My painting "Mid-Century Modern" will be on display at the Minneapolis Convention Center. The convention center will showcase my piece and other fine art from June 2020 to June 2021. This piece of art was selected through the Smartart Program by Art Force.





An art collector in Lexington, Michigan has acquired "They Never Cut Their Grass."

 

I painted this one in 2015. It was going to be a house -- one of those lonely houses on a prairie, kind of -- but I had an idea of two old folks, maybe my grandparents, sitting in the picture, just taking it easy, while the world goes on around them. The grass and wildness grows, the house still stands, and they are content in their togetherness and love.




 

 


An art collector in Ypsilanti, Michigan has acquired "Red Barn."  This painting is on a 24 x 24 gallery canvas.
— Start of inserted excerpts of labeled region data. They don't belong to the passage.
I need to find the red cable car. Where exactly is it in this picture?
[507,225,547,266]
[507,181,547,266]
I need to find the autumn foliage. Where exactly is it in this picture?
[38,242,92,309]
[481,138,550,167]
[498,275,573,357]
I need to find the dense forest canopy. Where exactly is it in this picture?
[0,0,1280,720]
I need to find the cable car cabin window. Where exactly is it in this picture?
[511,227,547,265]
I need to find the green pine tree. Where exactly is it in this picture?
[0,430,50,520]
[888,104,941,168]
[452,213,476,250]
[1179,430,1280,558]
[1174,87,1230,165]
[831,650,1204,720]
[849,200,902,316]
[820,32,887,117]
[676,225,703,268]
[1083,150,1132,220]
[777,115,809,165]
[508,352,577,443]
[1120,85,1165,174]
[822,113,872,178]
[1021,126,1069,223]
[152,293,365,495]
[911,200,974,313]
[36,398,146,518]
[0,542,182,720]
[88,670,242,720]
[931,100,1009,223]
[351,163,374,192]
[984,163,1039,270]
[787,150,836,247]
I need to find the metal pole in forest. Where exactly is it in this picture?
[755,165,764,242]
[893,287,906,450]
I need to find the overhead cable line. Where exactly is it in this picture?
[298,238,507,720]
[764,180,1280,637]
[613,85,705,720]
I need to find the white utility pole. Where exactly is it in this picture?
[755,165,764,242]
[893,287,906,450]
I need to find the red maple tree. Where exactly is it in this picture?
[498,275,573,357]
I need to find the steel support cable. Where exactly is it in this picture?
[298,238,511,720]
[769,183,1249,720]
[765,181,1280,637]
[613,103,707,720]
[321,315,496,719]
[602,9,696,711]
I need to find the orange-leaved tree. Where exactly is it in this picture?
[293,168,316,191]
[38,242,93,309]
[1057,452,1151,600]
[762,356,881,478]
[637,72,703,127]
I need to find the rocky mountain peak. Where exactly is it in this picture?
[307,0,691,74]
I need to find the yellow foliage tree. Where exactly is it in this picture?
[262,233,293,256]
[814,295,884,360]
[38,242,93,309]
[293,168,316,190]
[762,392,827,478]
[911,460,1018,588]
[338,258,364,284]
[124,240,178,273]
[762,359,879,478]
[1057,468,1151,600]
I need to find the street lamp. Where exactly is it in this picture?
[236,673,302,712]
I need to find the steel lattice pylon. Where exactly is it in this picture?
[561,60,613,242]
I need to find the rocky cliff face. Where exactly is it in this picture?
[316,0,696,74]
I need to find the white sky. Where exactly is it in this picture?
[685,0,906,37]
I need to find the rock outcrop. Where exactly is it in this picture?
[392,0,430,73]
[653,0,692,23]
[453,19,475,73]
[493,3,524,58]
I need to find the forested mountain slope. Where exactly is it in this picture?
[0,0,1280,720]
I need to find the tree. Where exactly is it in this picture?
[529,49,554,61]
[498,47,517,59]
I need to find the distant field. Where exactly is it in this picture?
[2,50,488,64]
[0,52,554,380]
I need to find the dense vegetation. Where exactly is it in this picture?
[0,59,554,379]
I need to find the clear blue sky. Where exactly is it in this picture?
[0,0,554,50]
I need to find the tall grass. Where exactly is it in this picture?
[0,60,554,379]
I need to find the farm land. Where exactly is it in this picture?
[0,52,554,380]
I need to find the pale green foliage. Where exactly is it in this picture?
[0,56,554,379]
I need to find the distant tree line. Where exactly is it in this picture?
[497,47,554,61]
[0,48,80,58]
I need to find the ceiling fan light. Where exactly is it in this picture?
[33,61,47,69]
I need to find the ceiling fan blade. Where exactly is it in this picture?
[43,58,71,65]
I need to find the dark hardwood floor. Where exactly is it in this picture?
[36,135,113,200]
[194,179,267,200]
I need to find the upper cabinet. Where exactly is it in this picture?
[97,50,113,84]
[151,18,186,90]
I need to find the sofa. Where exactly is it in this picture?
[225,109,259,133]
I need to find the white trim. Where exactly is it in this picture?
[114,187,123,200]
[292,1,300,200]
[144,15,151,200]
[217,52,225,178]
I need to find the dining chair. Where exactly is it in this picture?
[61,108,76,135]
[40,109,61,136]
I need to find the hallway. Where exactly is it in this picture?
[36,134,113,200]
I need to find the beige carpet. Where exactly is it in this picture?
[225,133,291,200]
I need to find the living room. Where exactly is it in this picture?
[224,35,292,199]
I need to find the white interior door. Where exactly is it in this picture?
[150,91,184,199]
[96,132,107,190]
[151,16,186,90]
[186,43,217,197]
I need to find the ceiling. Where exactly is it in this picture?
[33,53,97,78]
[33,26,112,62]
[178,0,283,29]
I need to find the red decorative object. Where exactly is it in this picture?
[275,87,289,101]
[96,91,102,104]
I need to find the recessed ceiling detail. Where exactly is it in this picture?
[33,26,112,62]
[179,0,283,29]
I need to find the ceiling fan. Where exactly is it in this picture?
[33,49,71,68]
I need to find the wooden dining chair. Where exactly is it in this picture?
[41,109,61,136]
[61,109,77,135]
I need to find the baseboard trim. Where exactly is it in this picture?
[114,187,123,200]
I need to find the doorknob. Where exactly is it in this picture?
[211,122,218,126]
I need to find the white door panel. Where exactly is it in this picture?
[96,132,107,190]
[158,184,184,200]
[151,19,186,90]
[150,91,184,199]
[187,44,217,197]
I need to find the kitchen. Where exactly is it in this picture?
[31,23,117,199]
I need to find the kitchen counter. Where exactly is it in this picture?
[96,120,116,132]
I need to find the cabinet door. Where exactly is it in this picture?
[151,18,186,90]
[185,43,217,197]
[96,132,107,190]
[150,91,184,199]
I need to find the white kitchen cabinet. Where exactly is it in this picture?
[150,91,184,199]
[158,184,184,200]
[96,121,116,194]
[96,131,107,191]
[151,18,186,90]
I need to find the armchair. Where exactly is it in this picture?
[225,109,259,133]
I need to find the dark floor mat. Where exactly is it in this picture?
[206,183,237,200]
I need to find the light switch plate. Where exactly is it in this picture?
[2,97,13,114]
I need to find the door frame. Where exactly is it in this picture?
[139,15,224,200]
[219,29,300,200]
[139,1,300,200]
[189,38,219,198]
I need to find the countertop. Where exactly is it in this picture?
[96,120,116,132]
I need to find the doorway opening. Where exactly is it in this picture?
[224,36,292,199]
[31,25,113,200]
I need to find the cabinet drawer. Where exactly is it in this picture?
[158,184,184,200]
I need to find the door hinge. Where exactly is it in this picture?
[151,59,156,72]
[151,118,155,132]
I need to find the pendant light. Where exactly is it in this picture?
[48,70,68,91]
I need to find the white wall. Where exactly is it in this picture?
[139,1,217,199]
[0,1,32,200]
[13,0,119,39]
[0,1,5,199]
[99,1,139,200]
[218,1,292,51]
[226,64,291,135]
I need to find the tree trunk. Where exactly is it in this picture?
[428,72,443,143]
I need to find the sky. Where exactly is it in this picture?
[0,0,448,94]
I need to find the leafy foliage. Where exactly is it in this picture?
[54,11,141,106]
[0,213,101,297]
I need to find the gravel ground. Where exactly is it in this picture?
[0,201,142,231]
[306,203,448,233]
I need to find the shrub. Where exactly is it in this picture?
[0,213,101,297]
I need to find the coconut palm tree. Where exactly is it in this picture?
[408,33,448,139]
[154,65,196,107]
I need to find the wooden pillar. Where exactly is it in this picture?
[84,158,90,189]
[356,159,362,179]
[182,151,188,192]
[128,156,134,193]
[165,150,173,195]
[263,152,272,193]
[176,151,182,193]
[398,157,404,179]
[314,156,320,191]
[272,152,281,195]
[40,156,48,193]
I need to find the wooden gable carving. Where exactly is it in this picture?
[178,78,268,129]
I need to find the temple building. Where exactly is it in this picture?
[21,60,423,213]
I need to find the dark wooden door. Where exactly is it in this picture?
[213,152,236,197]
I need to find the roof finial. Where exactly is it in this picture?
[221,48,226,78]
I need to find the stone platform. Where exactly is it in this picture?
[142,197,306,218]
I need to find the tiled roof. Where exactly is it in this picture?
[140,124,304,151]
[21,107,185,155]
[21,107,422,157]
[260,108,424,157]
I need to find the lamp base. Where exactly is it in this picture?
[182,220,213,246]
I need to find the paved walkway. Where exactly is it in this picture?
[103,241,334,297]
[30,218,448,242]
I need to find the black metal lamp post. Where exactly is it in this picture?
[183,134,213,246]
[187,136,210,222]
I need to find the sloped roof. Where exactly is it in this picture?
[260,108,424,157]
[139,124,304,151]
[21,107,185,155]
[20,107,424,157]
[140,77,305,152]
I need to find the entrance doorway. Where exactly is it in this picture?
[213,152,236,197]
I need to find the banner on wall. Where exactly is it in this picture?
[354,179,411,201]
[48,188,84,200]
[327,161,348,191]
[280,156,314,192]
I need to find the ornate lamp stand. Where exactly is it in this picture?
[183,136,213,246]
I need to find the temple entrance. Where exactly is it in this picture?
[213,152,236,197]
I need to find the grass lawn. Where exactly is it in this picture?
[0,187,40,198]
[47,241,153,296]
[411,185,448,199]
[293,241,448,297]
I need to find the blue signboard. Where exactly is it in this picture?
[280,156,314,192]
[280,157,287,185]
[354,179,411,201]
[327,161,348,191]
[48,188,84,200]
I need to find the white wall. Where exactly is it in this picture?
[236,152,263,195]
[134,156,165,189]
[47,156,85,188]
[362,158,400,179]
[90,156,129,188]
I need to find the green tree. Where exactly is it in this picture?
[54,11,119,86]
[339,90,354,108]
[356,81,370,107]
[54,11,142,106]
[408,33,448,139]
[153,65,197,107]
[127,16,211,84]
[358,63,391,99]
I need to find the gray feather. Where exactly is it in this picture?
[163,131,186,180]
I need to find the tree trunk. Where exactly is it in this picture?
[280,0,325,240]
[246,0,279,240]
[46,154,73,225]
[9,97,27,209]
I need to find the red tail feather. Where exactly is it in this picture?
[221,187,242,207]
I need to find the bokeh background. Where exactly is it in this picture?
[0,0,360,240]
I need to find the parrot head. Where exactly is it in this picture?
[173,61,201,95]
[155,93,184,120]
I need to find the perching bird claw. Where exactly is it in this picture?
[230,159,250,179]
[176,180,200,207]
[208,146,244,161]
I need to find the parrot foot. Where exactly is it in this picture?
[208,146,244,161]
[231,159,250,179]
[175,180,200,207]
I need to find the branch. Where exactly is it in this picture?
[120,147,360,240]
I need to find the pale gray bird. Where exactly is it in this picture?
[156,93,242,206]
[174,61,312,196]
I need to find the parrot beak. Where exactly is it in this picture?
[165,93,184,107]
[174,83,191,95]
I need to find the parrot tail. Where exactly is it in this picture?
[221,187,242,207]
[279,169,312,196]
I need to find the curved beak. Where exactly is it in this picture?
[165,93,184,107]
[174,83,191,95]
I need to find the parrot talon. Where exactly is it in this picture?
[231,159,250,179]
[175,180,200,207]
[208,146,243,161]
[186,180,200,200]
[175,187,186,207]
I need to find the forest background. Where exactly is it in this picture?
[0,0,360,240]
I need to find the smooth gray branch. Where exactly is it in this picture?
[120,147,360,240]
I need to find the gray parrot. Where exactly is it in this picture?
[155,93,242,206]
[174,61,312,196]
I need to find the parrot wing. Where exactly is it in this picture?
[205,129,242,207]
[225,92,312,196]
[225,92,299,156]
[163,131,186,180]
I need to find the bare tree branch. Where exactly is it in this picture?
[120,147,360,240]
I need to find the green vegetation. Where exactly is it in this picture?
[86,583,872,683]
The past three years I found that I was not happy with where I was going, what I was doing with art. Last year I began painting with whiskey because whiskey played a large role in my family as I grew up. It wrecked my father, destroyed the marriage, and had a huge impact on me and siblings. Personally, I don't have a problem with drinking whiskey myself; I enjoy the occasional Old Fashioned or a Manhattan.

 

I try to get in local shows. The competition is stiff, with fine artists doing paintings of deer standing next to a barn or an eagle flying across a field. I'm not that kind of artist. I was told my whiskey art, especially the family paintings, are "too somber" for a gallery, as galleries are looking for upbeat art, lots of colors, abstracts, in order to make and pay the bills. I get that. Running a gallery is gutsy and a person needs to make some profit.

 

"Minneapolis" began as a silhouette of the city. I used acrylics and whiskey. I tried to get it into a show at the convention center and was denied. And I know why it was denied: it was a boring painting. I didn't like it before I tried to get it into the show and I can't blame the folks who turned it away.

 

I looked at the silhouette and in my mind I said "fuck it" and began another painting on top of the city silhouette, using colors that I like and shapes that think are important and interesting. I kept going until the painting felt like it was done. And when it was done I looked at it and I said "hell yeah." This is not a boring painting.  This is color. This is action. This is Minneapolis, the great city I live in.